I love my country when it is free. That's what it's about for me. When America is not just more free than anywhere else, but a beacon for freedom everywhere, then I love it deeply and well. When it--or when some of it--turns its back on freedom, when we forget that we all came here to make a better life and assume we are better just because we are destined to be so, when we decide that freedom is less important than revenge, yes, it is harder to love.


Jonathan Dresner - 5/14/2004

Mr. Jones,

You are out of line. Moreover, you are so clearly wrong as to suggest that you either can't read properly or don't care.


Grant W Jones - 5/14/2004

You loved America right after 9/11 because she was a victim. When Americans decided not to be victims, you returned to your usual antipathy and feelings of alienation towards the country and its people.


Ralph E. Luker - 5/14/2004

The implication of this is: that a cabal of underground Kotskoites should abduct Rush Limbaugh and subject him to an intense re-education process (not to say, torture), in hopes of his re-socialization as the prophet of love and peace in our time?
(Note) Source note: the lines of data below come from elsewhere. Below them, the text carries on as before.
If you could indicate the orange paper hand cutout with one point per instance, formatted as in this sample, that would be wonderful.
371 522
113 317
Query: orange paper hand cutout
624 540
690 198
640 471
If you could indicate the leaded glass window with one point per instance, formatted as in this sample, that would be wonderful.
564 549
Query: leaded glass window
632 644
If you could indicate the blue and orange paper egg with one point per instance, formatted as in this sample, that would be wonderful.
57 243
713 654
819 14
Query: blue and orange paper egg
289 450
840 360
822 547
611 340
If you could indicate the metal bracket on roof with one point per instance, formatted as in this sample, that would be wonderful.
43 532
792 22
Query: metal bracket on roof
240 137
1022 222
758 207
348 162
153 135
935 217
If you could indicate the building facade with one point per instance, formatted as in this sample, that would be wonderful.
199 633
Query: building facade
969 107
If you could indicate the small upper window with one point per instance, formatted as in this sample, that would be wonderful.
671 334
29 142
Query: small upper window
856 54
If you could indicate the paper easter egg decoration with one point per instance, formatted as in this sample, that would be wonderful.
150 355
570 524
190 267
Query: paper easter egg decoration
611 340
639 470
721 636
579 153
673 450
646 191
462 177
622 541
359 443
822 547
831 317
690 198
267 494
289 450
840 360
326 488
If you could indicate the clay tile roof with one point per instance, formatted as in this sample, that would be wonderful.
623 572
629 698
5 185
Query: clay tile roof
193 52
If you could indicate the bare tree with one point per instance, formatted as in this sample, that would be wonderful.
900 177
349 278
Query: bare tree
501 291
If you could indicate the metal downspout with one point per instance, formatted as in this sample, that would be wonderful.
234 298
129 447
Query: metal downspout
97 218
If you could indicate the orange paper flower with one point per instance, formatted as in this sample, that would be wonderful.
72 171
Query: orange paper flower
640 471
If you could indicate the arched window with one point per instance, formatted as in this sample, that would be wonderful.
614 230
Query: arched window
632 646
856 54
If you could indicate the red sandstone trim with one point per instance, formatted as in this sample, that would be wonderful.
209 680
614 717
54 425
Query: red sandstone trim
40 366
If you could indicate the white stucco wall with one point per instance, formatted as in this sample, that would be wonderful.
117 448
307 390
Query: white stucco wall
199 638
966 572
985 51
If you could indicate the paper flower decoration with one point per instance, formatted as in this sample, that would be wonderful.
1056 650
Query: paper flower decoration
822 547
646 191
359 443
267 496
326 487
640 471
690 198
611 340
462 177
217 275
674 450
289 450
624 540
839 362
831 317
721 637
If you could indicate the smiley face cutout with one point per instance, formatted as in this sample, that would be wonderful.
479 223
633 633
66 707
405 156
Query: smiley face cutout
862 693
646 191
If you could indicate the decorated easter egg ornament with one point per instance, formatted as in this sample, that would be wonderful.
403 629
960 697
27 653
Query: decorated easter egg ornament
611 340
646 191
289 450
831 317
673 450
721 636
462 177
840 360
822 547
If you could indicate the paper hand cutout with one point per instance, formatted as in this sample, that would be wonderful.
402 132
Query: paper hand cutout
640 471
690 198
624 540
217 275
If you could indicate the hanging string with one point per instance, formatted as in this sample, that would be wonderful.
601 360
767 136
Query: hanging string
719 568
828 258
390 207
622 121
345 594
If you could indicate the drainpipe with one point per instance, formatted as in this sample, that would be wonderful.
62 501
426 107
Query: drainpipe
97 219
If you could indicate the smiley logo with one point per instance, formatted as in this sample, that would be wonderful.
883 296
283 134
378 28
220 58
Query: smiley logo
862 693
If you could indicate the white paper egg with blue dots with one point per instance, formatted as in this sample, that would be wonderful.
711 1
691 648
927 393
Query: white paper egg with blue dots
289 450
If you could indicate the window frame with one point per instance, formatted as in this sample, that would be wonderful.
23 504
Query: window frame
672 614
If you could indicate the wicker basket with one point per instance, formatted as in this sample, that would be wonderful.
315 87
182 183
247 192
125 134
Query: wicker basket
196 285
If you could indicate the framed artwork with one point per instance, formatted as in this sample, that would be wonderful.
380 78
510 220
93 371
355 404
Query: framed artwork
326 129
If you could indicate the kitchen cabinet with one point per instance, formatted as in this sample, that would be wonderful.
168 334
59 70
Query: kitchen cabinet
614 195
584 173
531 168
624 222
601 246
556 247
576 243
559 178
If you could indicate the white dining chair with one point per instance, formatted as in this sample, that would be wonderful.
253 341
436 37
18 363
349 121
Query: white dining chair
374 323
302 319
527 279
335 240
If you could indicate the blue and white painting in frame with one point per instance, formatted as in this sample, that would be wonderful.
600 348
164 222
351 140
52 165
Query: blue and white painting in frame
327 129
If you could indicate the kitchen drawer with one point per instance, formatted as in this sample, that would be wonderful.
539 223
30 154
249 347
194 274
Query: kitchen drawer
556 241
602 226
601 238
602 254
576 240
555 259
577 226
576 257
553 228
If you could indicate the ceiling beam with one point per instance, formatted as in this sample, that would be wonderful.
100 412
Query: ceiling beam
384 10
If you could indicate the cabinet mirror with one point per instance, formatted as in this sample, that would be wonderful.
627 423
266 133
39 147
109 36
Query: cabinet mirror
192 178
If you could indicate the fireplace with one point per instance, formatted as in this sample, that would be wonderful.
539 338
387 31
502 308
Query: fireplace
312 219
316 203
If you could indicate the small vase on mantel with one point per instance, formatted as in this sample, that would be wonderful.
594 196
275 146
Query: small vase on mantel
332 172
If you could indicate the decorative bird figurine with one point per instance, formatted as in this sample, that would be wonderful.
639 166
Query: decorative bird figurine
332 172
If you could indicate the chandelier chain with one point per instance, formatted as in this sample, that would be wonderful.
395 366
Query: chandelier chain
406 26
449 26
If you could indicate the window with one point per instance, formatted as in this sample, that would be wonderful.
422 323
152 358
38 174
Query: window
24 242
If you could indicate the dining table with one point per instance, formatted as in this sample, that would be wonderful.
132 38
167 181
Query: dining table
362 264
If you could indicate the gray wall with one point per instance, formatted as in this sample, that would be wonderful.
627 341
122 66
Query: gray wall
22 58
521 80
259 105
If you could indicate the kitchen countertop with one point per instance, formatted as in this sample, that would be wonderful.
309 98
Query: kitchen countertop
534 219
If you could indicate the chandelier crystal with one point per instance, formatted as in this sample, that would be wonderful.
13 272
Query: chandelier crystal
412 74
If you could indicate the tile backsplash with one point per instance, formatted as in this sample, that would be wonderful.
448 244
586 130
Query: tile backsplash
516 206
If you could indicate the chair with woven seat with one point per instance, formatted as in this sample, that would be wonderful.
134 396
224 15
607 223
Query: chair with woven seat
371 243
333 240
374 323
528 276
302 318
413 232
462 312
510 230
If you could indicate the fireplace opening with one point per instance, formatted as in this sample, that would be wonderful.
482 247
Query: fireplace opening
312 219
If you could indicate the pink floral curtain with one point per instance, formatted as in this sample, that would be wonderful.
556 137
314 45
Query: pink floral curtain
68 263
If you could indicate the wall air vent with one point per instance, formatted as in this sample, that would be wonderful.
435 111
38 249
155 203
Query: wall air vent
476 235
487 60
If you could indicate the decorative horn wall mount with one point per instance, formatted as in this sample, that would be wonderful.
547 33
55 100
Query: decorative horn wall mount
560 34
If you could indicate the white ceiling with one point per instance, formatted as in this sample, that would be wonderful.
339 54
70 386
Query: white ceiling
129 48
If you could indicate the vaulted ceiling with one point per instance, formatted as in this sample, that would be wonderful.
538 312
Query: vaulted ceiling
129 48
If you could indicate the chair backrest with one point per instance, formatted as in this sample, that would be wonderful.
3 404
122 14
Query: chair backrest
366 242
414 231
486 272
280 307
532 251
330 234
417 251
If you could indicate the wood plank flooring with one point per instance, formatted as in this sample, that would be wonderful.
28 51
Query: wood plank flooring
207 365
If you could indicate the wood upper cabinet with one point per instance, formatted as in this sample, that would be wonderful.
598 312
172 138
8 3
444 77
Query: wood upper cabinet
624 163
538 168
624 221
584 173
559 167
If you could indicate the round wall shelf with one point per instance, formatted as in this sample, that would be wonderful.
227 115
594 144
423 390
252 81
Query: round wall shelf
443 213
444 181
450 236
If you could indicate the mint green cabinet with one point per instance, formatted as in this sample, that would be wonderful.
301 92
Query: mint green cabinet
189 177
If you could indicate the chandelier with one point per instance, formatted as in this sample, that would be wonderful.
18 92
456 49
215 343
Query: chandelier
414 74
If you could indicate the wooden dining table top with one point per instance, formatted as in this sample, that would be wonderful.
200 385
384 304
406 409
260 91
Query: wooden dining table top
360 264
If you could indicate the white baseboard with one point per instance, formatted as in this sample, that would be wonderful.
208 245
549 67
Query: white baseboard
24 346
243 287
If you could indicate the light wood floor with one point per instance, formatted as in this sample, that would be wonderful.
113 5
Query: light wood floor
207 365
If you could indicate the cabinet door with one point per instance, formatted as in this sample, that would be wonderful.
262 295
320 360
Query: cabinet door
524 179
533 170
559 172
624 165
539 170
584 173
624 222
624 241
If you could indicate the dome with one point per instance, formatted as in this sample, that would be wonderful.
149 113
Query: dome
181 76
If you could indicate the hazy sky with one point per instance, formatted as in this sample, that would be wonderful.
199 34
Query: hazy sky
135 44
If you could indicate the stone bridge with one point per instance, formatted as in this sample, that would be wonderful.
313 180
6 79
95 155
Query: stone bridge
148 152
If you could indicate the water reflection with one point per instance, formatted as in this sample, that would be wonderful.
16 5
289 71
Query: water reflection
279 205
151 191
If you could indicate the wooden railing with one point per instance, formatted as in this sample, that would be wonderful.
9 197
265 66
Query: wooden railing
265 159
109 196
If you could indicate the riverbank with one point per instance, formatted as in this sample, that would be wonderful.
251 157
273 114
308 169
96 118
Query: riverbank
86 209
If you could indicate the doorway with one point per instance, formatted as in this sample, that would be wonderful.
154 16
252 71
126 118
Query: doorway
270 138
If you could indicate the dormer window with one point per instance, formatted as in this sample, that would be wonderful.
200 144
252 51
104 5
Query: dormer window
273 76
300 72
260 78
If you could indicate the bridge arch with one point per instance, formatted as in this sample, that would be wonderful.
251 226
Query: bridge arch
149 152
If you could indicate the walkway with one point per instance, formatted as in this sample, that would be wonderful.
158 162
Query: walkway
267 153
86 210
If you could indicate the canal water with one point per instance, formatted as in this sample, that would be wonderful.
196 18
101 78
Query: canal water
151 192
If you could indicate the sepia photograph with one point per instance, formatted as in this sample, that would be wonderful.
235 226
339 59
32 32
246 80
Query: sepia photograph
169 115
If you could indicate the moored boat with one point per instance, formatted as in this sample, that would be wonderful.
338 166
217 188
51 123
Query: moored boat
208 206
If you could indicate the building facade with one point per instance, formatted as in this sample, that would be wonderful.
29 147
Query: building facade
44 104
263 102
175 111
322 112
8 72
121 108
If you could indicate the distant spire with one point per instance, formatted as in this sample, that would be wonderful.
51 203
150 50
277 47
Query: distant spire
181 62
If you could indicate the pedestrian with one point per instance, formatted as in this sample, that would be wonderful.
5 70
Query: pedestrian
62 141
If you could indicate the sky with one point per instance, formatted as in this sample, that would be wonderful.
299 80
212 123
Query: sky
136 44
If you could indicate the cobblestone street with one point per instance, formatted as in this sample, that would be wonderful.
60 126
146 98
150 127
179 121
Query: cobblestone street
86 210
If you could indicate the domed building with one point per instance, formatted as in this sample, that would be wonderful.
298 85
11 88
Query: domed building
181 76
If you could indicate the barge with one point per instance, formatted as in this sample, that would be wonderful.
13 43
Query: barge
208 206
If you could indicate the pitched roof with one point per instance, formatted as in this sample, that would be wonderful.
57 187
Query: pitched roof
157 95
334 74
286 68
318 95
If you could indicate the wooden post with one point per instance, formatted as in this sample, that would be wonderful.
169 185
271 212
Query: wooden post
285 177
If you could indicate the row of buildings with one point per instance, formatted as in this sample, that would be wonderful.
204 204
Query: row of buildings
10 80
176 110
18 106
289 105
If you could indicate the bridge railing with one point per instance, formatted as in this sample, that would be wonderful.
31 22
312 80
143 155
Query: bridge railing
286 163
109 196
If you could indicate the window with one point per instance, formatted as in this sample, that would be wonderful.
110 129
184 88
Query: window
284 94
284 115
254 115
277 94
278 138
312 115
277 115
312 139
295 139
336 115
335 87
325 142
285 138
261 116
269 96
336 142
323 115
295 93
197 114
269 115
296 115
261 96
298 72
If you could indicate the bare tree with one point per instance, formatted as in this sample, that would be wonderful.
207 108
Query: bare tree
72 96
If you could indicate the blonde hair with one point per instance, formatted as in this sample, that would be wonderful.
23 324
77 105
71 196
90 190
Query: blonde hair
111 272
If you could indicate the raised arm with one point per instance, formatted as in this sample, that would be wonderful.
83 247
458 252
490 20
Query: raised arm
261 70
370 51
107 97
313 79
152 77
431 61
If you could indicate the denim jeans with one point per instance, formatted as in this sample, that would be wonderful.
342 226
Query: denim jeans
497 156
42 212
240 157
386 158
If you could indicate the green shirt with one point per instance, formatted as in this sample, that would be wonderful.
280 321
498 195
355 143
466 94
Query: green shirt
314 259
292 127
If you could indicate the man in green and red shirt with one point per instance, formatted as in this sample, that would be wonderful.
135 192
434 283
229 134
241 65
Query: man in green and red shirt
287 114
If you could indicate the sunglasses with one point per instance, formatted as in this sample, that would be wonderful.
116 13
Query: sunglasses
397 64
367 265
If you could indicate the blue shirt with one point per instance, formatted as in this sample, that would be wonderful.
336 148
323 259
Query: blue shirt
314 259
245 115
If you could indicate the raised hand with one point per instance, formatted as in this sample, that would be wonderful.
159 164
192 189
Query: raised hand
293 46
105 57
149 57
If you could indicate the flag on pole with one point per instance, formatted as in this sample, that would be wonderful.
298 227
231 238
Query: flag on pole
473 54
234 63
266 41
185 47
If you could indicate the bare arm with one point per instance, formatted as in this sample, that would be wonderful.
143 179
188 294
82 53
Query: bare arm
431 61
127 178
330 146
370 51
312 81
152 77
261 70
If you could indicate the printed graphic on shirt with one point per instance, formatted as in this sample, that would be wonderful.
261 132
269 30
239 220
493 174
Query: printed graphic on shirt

David Lion Salmanson - 5/14/2004

In my classroom, I used my smartboard to look at pictures of Jews in pre-Holocaust Germany. The pictures were of things like to Hasidim with their side curls tied together, a man having his side curls burned off with a lighter, a man being kicked by laughing officers. In each picture, the Nazis had that same weird smile that the American prison guards did. I put up the images side by side: no doubt about it, the same sick smile that says: I am humiliating you because you are less than human, I know it and now you know it. But in the German pictures there are bystanders that are walking by, that are not smiling, but they are not participating. I imagine their inner torment and revulsion. But they did nothing. I don't know what to do, but we cannot do nothing. Court-martials are a start, but there needs to be a wholesale culture and strategy change in the way this war is being conducted. Not only does Rumsfeld need to resign for allowing this, so does Ashcroft, who enabled it by providing legal justifications for such treatment. And obviously a change in leadership come November would help too. America is supposed to be a shining beacon of hope unto the world not an advertisement for the pitfalls of Western Civilization.


Adam Kotsko - 5/14/2004

But in the introduction to Bonhoeffer's Letters and Papers from Prison, he includes a discussion of the fool -- an unpersuadable person, more dangerous than a simply evil person. My head rang with parallels to the populist right in America, and this torture thing has made that all the more clear. For Bonhoeffer, the only cure for the fool is conversion -- which is always miraculous and in some sense violent in B's theology.


Ralph E. Luker - 5/14/2004

Tim, Thanks very much for this. As so often, you articulate much better than I might have my own despair about our current situation. After 9/11, I despaired of passing on to my children a more peaceful and more just world than the one I inherited. After the invasion of Iraq, I despair of hope that even a change of regime in the United States will do much to change the course of things.